From the start, Trump's invocation of Title 42 was driven by politics, not by legitimate health concerns. In fact, when the Trump administration sought to implement the law, the CDC doctor who oversaw the regulation refused to comply.

Instead, then-Vice President Mike Pence used his authority to issue an order closing the borders to migrants. Olivia Troye, a Pence adviser at the White House who later said she resigned over the Trump administration's handling of Covid-19, denounced the measure as a "Stephen Miller special" -- a reference to a senior Trump former advisor notorious for his extreme anti-immigration stance.
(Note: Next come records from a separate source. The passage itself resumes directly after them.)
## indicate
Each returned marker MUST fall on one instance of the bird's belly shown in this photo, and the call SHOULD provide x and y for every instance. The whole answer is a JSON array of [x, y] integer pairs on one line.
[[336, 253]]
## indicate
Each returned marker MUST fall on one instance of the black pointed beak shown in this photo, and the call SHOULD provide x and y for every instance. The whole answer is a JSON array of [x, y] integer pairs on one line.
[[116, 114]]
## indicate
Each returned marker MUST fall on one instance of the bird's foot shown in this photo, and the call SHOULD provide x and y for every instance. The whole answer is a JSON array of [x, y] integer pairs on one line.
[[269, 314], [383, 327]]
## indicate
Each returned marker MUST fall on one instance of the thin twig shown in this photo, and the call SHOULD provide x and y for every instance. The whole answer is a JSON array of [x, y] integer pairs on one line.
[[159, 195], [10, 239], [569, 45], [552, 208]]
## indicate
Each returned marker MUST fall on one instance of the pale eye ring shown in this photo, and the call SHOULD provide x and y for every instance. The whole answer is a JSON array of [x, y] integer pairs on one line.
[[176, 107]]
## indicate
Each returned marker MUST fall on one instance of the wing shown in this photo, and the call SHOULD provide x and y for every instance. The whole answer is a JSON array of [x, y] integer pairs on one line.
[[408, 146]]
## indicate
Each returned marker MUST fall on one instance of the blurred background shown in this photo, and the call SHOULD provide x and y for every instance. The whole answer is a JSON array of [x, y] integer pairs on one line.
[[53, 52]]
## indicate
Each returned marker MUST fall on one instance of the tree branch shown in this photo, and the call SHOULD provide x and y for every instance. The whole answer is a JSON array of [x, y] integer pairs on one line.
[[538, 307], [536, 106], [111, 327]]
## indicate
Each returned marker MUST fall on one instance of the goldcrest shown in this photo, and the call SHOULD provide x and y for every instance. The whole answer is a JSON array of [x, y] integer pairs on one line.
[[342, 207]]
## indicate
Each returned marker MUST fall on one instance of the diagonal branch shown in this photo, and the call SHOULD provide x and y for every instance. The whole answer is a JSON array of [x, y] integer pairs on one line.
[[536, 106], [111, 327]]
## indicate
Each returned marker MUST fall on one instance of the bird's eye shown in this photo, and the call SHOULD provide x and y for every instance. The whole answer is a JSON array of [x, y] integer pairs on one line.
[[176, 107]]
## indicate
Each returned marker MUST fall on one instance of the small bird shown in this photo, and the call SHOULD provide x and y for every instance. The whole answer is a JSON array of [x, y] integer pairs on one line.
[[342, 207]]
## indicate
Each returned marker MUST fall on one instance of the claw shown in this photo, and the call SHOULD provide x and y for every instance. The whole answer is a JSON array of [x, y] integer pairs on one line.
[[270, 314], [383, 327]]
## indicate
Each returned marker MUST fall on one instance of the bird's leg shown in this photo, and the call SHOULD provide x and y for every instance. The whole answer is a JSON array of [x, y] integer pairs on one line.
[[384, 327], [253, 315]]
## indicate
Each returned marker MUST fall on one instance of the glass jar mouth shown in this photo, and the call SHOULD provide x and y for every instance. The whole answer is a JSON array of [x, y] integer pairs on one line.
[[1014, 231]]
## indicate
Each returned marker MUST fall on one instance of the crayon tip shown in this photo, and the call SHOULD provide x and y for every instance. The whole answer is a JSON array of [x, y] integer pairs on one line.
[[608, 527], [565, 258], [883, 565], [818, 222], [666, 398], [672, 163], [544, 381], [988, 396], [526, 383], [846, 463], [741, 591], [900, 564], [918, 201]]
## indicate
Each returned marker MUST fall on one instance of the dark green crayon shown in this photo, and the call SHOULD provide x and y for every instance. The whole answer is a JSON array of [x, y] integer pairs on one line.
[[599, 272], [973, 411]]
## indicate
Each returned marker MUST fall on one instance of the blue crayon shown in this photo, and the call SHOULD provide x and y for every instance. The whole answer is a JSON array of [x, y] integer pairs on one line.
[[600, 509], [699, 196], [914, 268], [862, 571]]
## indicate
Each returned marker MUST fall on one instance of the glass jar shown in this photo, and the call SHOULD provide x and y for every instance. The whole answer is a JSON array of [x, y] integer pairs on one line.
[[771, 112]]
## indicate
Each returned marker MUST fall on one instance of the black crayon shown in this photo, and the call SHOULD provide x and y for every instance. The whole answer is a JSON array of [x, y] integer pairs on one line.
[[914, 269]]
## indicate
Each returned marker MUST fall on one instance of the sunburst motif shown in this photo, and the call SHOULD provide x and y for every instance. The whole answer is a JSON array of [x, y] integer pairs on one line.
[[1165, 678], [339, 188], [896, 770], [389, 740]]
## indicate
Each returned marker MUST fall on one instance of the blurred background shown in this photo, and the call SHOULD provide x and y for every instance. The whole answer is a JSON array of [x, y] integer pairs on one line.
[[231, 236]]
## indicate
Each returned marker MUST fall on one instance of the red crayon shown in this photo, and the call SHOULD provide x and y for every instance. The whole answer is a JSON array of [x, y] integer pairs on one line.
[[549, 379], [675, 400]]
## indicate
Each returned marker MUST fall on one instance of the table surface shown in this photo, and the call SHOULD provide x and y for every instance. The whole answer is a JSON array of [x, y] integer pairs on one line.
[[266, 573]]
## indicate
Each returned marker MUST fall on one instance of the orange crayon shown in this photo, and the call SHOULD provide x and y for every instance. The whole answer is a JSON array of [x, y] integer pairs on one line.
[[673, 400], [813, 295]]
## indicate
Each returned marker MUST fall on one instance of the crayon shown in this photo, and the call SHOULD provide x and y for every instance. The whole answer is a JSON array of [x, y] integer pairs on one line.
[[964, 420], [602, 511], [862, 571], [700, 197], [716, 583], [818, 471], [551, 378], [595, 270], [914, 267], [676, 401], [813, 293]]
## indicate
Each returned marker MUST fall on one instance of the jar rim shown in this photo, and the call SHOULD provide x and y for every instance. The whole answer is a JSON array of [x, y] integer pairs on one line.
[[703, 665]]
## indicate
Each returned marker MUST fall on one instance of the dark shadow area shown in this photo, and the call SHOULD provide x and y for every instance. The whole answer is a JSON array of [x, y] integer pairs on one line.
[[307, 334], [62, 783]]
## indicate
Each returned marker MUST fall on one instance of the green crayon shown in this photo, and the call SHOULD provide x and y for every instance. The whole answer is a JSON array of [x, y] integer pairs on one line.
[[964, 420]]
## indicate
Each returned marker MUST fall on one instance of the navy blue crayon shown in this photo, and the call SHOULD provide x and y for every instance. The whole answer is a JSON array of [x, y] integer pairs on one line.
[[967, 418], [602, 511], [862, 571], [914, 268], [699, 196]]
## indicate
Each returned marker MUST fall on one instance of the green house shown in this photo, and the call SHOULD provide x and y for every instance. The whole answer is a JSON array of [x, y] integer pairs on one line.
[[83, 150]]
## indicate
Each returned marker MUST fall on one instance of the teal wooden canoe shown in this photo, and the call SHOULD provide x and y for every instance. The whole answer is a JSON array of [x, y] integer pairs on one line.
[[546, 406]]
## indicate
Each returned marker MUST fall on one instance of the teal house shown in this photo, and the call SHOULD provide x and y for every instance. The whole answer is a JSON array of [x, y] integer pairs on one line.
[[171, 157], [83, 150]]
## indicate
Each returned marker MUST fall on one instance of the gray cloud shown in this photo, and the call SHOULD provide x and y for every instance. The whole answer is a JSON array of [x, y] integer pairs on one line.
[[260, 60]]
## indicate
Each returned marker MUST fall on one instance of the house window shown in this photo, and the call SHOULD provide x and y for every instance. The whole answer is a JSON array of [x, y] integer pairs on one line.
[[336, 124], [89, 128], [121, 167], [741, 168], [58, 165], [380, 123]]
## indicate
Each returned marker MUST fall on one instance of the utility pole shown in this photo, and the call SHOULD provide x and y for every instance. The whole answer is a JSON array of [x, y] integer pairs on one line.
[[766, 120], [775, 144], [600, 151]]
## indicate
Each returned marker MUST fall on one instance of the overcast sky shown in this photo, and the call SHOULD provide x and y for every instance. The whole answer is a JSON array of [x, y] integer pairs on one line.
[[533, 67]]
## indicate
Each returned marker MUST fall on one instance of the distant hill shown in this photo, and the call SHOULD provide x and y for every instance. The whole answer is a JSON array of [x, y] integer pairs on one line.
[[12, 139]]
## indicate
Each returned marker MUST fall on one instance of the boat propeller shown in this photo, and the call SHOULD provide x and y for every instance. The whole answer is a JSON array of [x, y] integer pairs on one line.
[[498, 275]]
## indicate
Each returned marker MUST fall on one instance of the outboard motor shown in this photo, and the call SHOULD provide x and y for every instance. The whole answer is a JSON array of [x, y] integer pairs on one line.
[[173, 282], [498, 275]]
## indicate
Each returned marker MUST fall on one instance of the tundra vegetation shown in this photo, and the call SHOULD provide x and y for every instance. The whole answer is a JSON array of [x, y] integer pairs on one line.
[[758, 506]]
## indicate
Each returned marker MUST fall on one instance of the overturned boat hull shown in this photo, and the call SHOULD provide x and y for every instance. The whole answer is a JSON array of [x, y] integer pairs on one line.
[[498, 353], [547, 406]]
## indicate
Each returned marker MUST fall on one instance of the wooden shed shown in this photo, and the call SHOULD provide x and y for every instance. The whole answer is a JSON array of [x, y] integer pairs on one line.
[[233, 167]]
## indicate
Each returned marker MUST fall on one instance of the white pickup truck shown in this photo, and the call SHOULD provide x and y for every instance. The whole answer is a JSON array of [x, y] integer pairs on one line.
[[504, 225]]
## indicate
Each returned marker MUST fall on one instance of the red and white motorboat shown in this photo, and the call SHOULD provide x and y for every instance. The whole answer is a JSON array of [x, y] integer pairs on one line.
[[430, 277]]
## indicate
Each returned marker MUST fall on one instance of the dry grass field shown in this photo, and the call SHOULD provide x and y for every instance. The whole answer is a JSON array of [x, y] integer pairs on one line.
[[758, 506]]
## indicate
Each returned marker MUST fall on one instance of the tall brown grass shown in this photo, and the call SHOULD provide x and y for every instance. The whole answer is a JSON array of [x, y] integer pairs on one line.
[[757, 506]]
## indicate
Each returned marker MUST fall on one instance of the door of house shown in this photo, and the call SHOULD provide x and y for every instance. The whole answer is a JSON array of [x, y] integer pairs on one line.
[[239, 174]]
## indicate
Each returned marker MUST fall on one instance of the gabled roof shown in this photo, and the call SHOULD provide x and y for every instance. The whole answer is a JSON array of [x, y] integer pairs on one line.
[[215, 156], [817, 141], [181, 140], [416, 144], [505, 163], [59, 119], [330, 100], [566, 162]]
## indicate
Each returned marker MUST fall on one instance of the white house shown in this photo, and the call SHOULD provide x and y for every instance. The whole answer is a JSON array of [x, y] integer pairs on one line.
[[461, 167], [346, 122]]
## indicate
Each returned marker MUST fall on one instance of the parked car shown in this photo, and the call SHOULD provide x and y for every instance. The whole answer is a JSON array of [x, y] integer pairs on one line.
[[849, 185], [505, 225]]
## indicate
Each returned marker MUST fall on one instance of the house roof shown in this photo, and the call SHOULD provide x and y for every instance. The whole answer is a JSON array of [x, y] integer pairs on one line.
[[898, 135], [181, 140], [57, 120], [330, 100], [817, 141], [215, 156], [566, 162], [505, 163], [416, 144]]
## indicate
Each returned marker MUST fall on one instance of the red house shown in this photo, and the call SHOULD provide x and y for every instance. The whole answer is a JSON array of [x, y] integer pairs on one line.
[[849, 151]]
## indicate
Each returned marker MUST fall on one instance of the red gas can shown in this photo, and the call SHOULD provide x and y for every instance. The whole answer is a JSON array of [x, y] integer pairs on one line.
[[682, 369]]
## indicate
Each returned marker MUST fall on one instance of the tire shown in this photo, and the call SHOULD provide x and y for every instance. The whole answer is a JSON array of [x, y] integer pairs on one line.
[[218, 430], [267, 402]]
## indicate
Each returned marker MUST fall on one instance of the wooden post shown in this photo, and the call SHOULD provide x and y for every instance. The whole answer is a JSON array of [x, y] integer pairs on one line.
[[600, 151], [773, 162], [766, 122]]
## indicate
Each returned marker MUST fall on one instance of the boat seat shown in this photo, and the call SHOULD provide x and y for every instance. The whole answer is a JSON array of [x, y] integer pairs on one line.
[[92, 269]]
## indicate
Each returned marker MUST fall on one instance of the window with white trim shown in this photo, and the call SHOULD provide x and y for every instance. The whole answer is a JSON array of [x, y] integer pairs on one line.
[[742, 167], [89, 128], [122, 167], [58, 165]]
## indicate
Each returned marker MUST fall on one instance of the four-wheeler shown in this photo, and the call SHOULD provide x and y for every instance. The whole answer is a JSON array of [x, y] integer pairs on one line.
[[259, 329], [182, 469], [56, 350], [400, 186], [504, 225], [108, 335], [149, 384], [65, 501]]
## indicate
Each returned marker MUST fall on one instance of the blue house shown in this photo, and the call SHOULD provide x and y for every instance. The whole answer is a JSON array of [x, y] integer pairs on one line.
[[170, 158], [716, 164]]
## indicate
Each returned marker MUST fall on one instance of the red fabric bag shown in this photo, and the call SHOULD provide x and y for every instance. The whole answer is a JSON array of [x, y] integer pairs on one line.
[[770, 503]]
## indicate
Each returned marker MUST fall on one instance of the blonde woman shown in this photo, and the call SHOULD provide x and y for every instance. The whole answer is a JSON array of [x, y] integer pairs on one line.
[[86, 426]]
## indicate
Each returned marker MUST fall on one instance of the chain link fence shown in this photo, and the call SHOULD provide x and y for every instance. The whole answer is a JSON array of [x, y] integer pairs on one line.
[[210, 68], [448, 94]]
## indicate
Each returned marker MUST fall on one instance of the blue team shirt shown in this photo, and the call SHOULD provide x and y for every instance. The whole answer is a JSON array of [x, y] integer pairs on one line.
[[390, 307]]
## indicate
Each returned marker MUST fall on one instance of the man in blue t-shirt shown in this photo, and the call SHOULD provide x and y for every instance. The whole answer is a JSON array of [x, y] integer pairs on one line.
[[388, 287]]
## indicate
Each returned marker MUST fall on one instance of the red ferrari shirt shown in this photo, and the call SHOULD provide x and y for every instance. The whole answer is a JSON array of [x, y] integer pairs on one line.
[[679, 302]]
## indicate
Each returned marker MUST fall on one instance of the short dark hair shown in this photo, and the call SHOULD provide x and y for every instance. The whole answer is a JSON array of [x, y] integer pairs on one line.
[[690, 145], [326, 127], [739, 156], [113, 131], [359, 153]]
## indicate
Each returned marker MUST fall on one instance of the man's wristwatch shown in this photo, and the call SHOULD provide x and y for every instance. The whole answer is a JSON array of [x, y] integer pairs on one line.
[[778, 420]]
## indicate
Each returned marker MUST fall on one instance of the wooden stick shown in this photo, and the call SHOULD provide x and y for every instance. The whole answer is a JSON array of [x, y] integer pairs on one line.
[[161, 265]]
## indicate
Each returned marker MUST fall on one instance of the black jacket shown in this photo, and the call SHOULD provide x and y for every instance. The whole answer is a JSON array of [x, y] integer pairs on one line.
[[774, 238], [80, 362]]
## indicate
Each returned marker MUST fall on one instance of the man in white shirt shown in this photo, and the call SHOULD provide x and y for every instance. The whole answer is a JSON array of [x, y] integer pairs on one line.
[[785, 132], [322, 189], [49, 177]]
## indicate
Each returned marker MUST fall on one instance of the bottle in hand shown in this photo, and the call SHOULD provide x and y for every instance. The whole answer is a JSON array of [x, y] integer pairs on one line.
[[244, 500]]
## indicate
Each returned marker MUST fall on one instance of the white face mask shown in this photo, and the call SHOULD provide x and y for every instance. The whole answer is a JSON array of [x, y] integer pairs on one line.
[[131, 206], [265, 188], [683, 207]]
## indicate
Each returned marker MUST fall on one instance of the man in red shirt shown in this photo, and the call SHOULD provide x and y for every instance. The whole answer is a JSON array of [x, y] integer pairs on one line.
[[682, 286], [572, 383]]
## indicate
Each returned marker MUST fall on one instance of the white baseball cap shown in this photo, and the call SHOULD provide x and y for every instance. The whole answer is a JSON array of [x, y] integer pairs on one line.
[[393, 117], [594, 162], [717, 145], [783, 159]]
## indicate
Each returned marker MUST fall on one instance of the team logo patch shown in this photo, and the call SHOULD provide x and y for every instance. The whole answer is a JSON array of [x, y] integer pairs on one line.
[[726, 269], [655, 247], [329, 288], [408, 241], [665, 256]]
Title 42 was always a border control measure masquerading as public health policy. Covid-19 was already rampant in the US by the time the policy went into effect, and the law was never applied to air travelers or US citizens crossing the border. It was only used as a pretext for keeping out migrants who were mostly brown, Black and economically vulnerable.

Dr. Anthony Fauci, director of the National Institute of Allergy and Infectious Diseases, has said that expelling migrants "is not the solution to an outbreak." Meanwhile, an article in last month's New England Journal of Medicine found that there "is no public health evidence that singling out asylum seekers or other migrants ...is effective in stemming the spread of Covid-19."

In addition to being immoral and ineffective, the use of Title 42 as a border control measure is also probably illegal.

Under US law, asylum-seekers have the right to make their claims for humanitarian relief. The US is a signatory to international agreements that recognize similar rights for refugees. Title 42 trampled on these rights by allowing immigration authorities to expel migrants without providing them with an opportunity to make their asylum cases. In 2021, the UN High Commissioner for Refugees called on Washington to lift Title 42, so that migrants could access the asylum process, "in line with international legal and human rights obligations."

Part of what made Title 42 so morally reprehensible is that it placed thousands of migrants in harm's way. A 2021 research team for Physicians for Human Rights found that people expelled under the measure were subjected to violence once they were returned to Mexican border cities. And Title 42 has been applied inconsistently: Refugees from Ukraine have been allowed to claim asylum at the border, while those from Haiti have been expelled and sent back to unsafe conditions at home. This glaring double standard is simply unacceptable.

Now, with Covid-19 restrictions being lifted across country, there's even less justification for continuing to keep Title 42 as US policy. For all these reasons, the rescission of Title 42 cannot come soon enough.

Republicans will seize on this move by the Biden administration as evidence of "an open borders" policy. They will paint doomsday scenarios of migrants crossing the border. Yet GOP lawmakers have never offered any constructive immigration or asylum solutions of their own. They prefer to drone on with talking points about Biden's so-called border crisis.

What this country is really confronting is decades of neglect and mishandling of US immigration policy by successive presidential administrations.

True, there is a backlog of migrants desperate to enter the US, and a great number of them will likely cross the border once Title 42 is rescinded. But that doesn't mean we should fear or demonize them. The Biden administration is already working on contingency plans to prepare for the anticipated increase in border arrivals.

Two additional solutions might be for Homeland Security to hire more civilian personnel to staff processing centers, and to partner with nonprofits that specialize in caring for vulnerable people. This will free Border Patrol officers to focus on their primary mission of securing the border, and will help ensure that migrants are treated with the compassion that they need and deserve.

The US has a legal obligation to help people fleeing danger and persecution. Now that the Biden administration is taking the long overdue step of lifting Title 42, the US can finally rebuild an asylum system that honors due process and respects human dignity.